LONDON: Email marketers could be firing a lot of blanks as new research suggests that almost half of UK consumers have "ghost" email accounts that are active but no longer used because of the volume of marketing material they receive.

The DMA, a trade association for the one-to-one marketing industry, carried out a consumer survey for its Consumer Email Tracker 2016 report, which was sponsored by dotmailer, gaining 1,239 responses from the YouSay customer panel.

This revealed that 45% of respondents possessed such email accounts, which points to a UK-wide total of 19m.

Six in ten (62%) said they had simply abandoned an email address, or would consider doing so, if they felt they were receiving too many emails.

Older consumers are more reluctant to take such action, with just 27% having done so before, but younger people are much more decisive – more than half (58%) have ditched an email address for this reason.

Many marketers appear not to be addressing the issue of personalisation much beyond the insertion of an individual consumer's name in a communication, as 68% of respondents agreed with the statement "Most of the marketing emails I receive include no content or offers that are of interest to me".

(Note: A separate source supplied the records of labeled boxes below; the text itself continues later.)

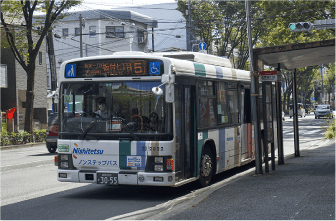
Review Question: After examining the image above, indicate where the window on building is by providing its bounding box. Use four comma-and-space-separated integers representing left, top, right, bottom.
89, 26, 96, 37
105, 26, 125, 38
62, 28, 69, 37
138, 31, 147, 43
198, 81, 217, 128
39, 51, 42, 65
75, 28, 80, 36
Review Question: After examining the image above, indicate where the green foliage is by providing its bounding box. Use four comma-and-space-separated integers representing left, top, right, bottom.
0, 0, 82, 135
325, 119, 336, 139
0, 129, 47, 146
259, 0, 336, 47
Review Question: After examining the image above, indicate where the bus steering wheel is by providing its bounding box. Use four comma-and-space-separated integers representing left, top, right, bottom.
131, 115, 143, 133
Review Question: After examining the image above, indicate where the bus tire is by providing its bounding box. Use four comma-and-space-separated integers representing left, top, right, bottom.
199, 148, 214, 187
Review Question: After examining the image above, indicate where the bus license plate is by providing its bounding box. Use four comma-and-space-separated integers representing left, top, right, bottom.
97, 173, 118, 185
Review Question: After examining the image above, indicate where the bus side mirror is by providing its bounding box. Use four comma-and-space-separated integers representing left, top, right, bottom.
152, 74, 175, 103
162, 74, 175, 103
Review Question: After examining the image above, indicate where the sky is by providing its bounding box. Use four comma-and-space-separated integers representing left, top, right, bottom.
70, 0, 176, 11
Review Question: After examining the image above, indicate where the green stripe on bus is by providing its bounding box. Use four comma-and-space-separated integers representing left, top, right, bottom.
119, 140, 131, 169
194, 63, 206, 77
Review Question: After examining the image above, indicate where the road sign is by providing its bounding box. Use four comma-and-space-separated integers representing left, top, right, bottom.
198, 42, 206, 51
259, 71, 278, 81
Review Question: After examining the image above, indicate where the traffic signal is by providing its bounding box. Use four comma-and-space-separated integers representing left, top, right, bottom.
288, 21, 314, 32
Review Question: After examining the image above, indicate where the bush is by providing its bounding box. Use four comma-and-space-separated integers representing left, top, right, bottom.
0, 129, 47, 146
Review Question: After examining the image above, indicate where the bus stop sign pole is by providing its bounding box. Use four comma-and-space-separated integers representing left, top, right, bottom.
245, 0, 262, 174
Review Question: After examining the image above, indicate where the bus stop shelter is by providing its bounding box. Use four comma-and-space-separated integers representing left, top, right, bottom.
252, 39, 336, 173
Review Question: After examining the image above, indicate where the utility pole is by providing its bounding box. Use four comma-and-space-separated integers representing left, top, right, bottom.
245, 0, 262, 174
46, 0, 57, 112
79, 14, 85, 57
152, 28, 154, 52
320, 65, 325, 104
187, 0, 192, 51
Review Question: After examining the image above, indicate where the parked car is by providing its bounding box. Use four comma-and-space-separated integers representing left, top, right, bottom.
304, 104, 310, 114
289, 103, 306, 118
315, 104, 334, 119
46, 113, 58, 153
314, 105, 318, 114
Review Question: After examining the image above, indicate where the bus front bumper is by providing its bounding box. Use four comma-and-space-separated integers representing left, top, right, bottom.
57, 169, 175, 186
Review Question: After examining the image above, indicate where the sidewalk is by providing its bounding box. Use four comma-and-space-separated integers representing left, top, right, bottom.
162, 139, 336, 220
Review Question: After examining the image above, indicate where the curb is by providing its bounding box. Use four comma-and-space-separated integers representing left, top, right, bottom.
105, 139, 332, 220
0, 142, 46, 150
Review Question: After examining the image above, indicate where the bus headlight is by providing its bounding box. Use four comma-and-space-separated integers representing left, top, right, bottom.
166, 158, 174, 170
61, 154, 69, 161
154, 157, 163, 163
154, 165, 163, 171
61, 162, 69, 168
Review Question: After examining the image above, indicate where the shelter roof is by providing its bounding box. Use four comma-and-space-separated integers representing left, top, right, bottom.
253, 39, 336, 70
61, 9, 158, 28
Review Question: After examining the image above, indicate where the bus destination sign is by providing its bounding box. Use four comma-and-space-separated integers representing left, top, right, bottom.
65, 59, 164, 78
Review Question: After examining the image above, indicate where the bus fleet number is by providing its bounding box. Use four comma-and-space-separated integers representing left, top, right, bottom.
142, 147, 163, 151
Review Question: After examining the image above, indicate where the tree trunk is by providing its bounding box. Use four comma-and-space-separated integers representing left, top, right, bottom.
24, 66, 35, 142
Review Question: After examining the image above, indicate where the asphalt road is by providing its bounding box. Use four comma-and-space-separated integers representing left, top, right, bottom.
0, 115, 325, 220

Further, 84% of consumers said that less than half of their emails were "interesting or relevant"; three quarters of emails (74%) were deleted after one day in any inbox.

Skip Fidura, client services director at dotmailer and chair of the DMA's Responsible Marketing Committee, warned that "customers are launching a shot across our bow".

"In a bid to push out more content and play a numbers game, brands appear to be alienating their customers," he said.

But marketers who get it right are pushing at an open door, as the research showed an increase in consumers' willingness to click through and buy from an email: 65% of respondents were prepared to do so, compared to 58% in last year's study.

What they are mostly looking for are savings of some sort – whether money-off discounts (45%), percentage discounts (41%), free samples (35%) or free delivery (35%) – so the challenge is to deliver these options to a receptive person at an appropriate time.

And increasingly that will have to be done via smartphone, as this becomes the main device for accessing emails: open rates here increased from 25% to 40% over the past year.